Return to David's theory of evolution PARTS 1 & 2 (Evolution)

by dhw, Saturday, April 30, 2022, 08:58 (699 days ago) @ David Turell

DAVID: I'm not creeping anywhere from the concept God knows exactly what he wants He wants to create. I don't pretend. I accept exactly what history shows us God did. You simply cannot wrap your brain around such a concept.

dhw: I agree that God, if he exists, would know exactly what he wants. He could have wanted to create a free-for-all, or he could have wanted to create a being like himself and kept experimenting until he finally got what he wanted. Both theories would explain why he created the higgledy-piggledy history of life, as opposed to a theory which has him doing things you can’t explain.

DAVID: I can explain everything God has created to my satisfaction. The higgledy-piggledy bush is the ecosystems of food supply.

But not food supply for humans, though you tell us that all past life forms, econiches etc. were preparation for us and our food supply.

DAVID: What you keep unreasonably harping on is I cannot give you God's reasons for his actions. We both have guessed at them.

You always pretend that my criticisms of your theories are criticisms of God. I offer alternative, logical theories (not beliefs) while you cling to one, the logic of which is unfindable!

DAVID: We have agreed that God dabbling along the way is a reasonable concept.

dhw: Yes indeed, it's extremely reasonable, as it explains the many changes of direction which indicate that he had not got everything planned from the start, or did not know exactly where he was heading.

DAVID: Not at all. Simply adjustments as necessary to follow His purposes, set up well in advance.

Yes, that is the theory of experimentation: he begins with a purpose, and makes adjustments (according to you, the dinosaur extinction meant “totally new directions”) when he finds that his work is not heading towards fulfilment of his purpose. Thank you for supporting this particular theory.

Humanization

DAVID: Isn't the concept of evolution that the past leads to the future, the past the precursor? But you keep it sliced up in your mind.

dhw: That is a concept of time. You keep agreeing that most past life forms and food bushes did not lead to us and our food, so please stop hiding behind vague generalizations.

DAVID: Your usual distortion. The past is the necessary precursor for the future. We can trace our appearance from bacteria.

Past and future are the sequence of time. That doesn’t mean that every past event is preparation for every future event! I’m delighted to hear that you can trace our appearance from bacteria, as that is the basic tenet of common descent – that the colossally diverse bush of life forms extant and extinct all go back to bacteria.
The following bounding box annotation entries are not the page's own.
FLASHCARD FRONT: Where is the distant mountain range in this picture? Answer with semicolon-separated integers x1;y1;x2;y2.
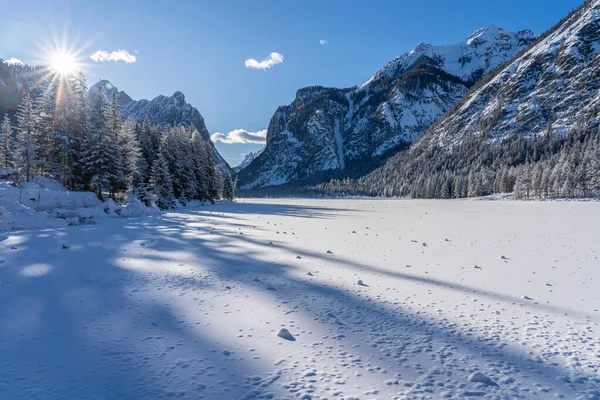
238;25;536;189
324;0;600;198
233;148;264;172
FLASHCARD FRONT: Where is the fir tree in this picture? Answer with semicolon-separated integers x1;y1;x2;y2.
16;93;38;182
151;152;175;209
66;72;90;190
82;89;123;199
223;173;233;201
0;115;15;169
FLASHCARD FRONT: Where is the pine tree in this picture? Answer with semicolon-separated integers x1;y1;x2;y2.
223;173;233;201
16;93;38;182
190;130;209;200
34;86;60;177
151;152;175;210
0;115;15;169
66;72;90;190
204;142;221;203
119;118;146;189
212;165;223;200
82;88;123;199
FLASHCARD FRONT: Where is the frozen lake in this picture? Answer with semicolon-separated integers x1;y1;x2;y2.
0;199;600;400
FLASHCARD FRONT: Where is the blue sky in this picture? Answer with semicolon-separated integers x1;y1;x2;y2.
0;0;582;165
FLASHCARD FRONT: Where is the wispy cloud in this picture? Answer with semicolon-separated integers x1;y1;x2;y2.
246;51;283;71
90;50;137;64
4;57;25;67
210;129;267;144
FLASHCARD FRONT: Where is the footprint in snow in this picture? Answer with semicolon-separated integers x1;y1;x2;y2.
469;371;499;386
277;328;296;342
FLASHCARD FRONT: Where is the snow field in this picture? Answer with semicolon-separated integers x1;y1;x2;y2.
0;199;600;400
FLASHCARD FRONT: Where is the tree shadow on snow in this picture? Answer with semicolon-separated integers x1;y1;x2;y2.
0;204;600;399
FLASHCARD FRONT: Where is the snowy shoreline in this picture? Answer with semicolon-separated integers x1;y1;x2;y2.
0;199;600;400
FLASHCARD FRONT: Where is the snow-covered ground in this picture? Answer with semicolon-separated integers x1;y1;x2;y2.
0;200;600;400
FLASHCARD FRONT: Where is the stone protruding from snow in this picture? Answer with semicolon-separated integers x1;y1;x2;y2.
277;328;296;342
469;371;499;386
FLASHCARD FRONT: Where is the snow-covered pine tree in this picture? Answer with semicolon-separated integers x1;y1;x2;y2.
223;173;233;201
0;115;15;169
190;129;210;200
159;126;195;201
204;142;221;203
119;118;147;188
34;85;59;177
213;165;223;199
82;88;123;199
16;93;38;182
150;152;175;210
62;72;89;190
138;115;160;173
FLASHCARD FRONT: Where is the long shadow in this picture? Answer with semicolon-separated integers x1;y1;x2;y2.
192;202;360;218
119;211;600;395
0;204;600;399
0;221;292;400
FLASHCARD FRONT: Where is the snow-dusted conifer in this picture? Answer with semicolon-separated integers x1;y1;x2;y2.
223;173;233;201
0;115;15;169
151;152;175;209
16;93;38;182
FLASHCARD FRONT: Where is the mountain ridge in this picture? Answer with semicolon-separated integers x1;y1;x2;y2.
239;26;535;189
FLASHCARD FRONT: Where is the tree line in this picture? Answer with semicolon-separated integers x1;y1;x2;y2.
311;115;600;199
0;72;234;209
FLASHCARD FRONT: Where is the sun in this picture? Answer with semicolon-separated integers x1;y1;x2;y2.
50;52;77;76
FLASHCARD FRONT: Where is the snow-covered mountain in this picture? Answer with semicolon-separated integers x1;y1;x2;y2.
423;0;600;145
233;147;264;172
89;80;230;172
239;25;535;188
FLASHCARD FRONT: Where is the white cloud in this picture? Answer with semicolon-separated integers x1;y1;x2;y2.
210;129;267;144
90;50;136;64
4;57;25;67
246;51;283;70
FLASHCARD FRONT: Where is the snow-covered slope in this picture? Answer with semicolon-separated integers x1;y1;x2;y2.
239;26;535;188
233;147;264;172
423;0;600;145
89;80;230;173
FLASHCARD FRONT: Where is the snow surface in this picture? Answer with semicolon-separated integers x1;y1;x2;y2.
0;200;600;400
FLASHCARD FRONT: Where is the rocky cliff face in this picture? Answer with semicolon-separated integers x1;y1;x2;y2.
89;80;230;172
239;26;535;188
419;0;600;146
233;149;263;172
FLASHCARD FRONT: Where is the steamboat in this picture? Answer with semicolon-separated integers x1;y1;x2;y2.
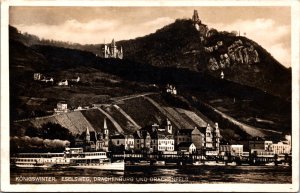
11;148;125;171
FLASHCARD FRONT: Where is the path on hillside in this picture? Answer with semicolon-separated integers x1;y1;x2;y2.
98;107;124;134
113;105;142;130
111;92;157;102
143;96;181;129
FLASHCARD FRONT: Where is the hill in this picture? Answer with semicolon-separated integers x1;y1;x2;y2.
10;24;291;145
117;20;291;100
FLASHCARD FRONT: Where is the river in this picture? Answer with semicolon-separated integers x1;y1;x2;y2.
11;165;292;184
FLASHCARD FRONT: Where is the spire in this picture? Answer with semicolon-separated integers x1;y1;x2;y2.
103;117;107;129
111;39;116;47
86;127;90;135
85;127;91;141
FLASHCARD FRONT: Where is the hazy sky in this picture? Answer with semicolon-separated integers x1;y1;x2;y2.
9;6;291;67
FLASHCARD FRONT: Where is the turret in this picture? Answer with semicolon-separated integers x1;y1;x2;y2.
192;10;200;23
167;119;172;134
103;117;109;139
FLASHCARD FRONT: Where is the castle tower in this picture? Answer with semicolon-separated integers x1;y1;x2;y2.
85;127;91;142
214;122;220;151
167;119;172;134
103;117;109;139
205;124;213;149
118;46;123;59
111;39;118;58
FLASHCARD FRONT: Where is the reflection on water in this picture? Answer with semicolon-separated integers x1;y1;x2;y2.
11;166;292;184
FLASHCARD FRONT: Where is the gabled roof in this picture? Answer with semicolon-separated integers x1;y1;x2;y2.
192;127;206;135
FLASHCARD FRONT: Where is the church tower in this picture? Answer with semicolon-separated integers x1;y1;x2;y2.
214;123;220;151
111;39;118;58
192;10;200;24
103;117;109;139
205;124;213;149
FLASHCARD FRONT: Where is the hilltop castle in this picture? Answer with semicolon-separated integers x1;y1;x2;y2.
192;10;208;41
102;39;123;59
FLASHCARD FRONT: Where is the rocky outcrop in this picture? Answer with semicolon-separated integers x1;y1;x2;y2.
204;39;260;71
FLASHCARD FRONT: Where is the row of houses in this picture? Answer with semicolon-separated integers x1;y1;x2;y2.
75;119;220;154
75;114;291;157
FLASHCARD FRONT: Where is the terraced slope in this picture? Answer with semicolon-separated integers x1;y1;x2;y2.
12;92;272;137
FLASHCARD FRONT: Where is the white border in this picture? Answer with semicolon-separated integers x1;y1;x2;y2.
1;0;300;192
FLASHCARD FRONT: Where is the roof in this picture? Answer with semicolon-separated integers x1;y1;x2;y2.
178;142;194;148
192;127;206;135
177;129;193;135
110;135;125;139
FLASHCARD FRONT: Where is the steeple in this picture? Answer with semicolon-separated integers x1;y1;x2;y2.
103;117;108;139
85;127;91;141
111;39;116;47
192;10;201;23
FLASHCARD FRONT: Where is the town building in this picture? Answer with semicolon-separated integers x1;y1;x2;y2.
220;144;243;157
54;101;69;113
166;84;177;95
124;134;134;150
249;139;273;151
102;39;123;59
58;80;69;86
71;76;80;82
174;129;193;146
191;127;205;151
33;73;42;80
151;123;175;152
178;142;196;154
272;141;291;155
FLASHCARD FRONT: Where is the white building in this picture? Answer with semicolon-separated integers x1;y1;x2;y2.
220;144;243;156
33;73;42;80
272;141;291;155
54;102;68;113
178;142;196;153
58;80;69;86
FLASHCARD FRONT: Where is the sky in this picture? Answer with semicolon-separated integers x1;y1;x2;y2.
9;6;291;67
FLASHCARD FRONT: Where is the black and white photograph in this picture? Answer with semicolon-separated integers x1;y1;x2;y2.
1;1;299;192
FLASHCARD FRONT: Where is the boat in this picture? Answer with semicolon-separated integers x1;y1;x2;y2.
70;159;125;171
193;161;204;166
265;162;275;166
11;148;125;170
204;161;225;166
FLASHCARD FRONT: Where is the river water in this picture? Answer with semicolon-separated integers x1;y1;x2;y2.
11;165;292;184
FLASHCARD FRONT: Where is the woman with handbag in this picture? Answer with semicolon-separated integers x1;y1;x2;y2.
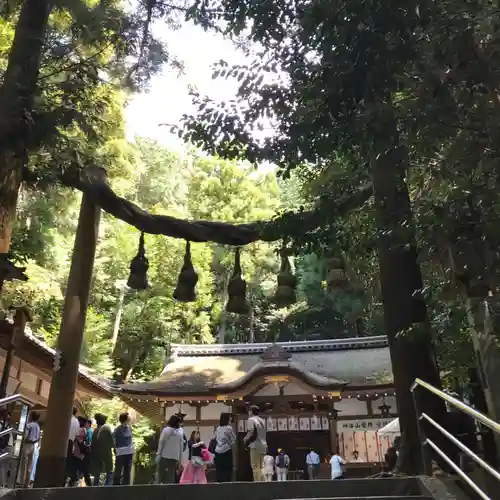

The difference between us is that you think every single life form was designed to prepare for us humans, and yet the lack of fossils and your belief that we descend from animals with no precursors (which you use as evidence of separate, direct speciation and hence of God’s existence) suggest that we do not go back to bacteria.

Biochemical controls

DAVID: Of course He designed the system He wished to have. Thank you for recognizing all organisms are designed to die. I made exactly that point here years ago in response to some quote of yours that needed correction.

dhw: So why do you keep harping on about “errors” and your all-powerful God’s efforts – often in vain – to correct them?

DAVID: You refuse to recognize the truth about our living biochemistry system. To repeat: trillions upon trillions of reactions occur every nanosecond. Therefore, errors are extremely rare. Your usual resisting bias is showing.

I do not dispute your description of our living biochemistry system. The rarity of what you call “errors” results in countless diseases and deaths, but in any case is totally irrelevant to our discussion. You call them “errors”, and you say your all-powerful God didn’t want them and tried to correct them, but in some cases couldn’t. I suggest that an all-powerful God designed the system precisely as he wanted it, because without the freedom of cells to diversify both creatively and destructively, there would have been no evolution and – our latest agreement – no death, which I take to have been integral to his plans for a constantly changing history of life.